Forgive me if I am taking baby steps here.
Regarding the commercial viability of Twitter.
What seems to be sellingĀ is the sense that the product or service
is authentic, has provenance and, therefore, value.
In restaurant culture this has become a joke; everyone can have a chuckle about those who will pay ridiculous proces for ash-cured goat cheese made in the Greek highlands by Stavros whose family have been cheesemakers for 1500 years. Maybe they have made crappy cheese for 1500 years, maybe Stavros just isn’t very good at making cheese. It still commands $300 a kilo.
Emporer’s New Clothes, I know. I make art and have done for twenty-odd years. I’m no stranger to the idea that provenance sells better than talent. Foucault [bless his old dead heart] called it ‘The Discourse of Legitimacy” [my caps].

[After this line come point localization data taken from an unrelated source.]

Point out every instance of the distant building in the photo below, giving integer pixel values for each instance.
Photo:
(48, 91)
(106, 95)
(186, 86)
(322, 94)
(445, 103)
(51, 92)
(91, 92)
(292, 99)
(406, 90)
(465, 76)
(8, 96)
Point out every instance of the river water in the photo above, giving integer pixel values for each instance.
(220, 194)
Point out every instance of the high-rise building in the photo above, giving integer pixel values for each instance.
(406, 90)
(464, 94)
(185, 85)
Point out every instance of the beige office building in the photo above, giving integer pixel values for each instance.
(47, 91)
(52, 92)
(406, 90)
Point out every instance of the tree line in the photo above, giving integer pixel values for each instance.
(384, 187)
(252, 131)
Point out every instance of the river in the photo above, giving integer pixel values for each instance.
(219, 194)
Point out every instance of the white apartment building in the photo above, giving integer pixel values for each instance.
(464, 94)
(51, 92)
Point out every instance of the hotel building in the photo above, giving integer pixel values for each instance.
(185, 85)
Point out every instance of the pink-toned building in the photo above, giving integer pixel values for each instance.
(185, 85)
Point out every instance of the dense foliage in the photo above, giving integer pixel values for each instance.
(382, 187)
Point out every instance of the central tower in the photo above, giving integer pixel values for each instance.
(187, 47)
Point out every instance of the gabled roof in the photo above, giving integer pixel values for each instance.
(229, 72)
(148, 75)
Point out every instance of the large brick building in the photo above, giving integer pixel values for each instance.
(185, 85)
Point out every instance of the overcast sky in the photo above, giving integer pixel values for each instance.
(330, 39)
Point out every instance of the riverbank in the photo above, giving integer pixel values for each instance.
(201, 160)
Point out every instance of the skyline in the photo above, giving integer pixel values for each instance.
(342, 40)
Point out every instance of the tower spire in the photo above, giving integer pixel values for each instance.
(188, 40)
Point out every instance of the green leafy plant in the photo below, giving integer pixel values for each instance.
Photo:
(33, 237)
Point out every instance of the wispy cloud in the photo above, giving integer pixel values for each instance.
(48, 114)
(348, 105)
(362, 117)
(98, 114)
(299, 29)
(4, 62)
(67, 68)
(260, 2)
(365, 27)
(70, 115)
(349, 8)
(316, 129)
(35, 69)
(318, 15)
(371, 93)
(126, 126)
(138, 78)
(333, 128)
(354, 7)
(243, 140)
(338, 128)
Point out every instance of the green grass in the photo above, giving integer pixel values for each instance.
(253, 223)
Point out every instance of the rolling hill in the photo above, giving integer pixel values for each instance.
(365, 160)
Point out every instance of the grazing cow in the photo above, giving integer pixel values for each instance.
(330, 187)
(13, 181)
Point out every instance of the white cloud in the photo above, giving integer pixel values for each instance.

The question is, how do you make provenance online? $64000 question. In a peer reviewed marketplace, the reality of cut-throat bitchiness is as strong as the celebration of great finds, skilled practitioners and wonderful stuff.
To date, in all my time online [back to BBS systems in 1990 - so there's a bit of my own provenance] I have seen that communication is generally positive or avoidable. Newer modes seem to arise from the ashes of flat-out commercialisation, flame culture and troll culture.
Carracho and Hotline are examples that come to mind. I was a Hotline admin in 1998 and it was great fun. A couple of online friends and I ran a free document server on hardware based in London. We were in Milan, Sweden, London and Perth. So what? It all worked across timeĀ zones, we all got on fine, it was fun, funny and productive.
Then the spammers and trolls moved into Hotline.
Members left, stopped allowing chat, locked down private messaging, didn’t contribute to news and it withered and died. A similar thing is happening to Deviant Art at the moment. I think we all need to accept that social networks have finite lifespans. Like social groups in the physical world, they are fluid, have different protocols:
- coffee
- club
- work
- phone
- gym
Sometimes people crosstalk, they are involved in different groups in the same protocols and in different protocols in the same groups.
I have more thinking to do… back later.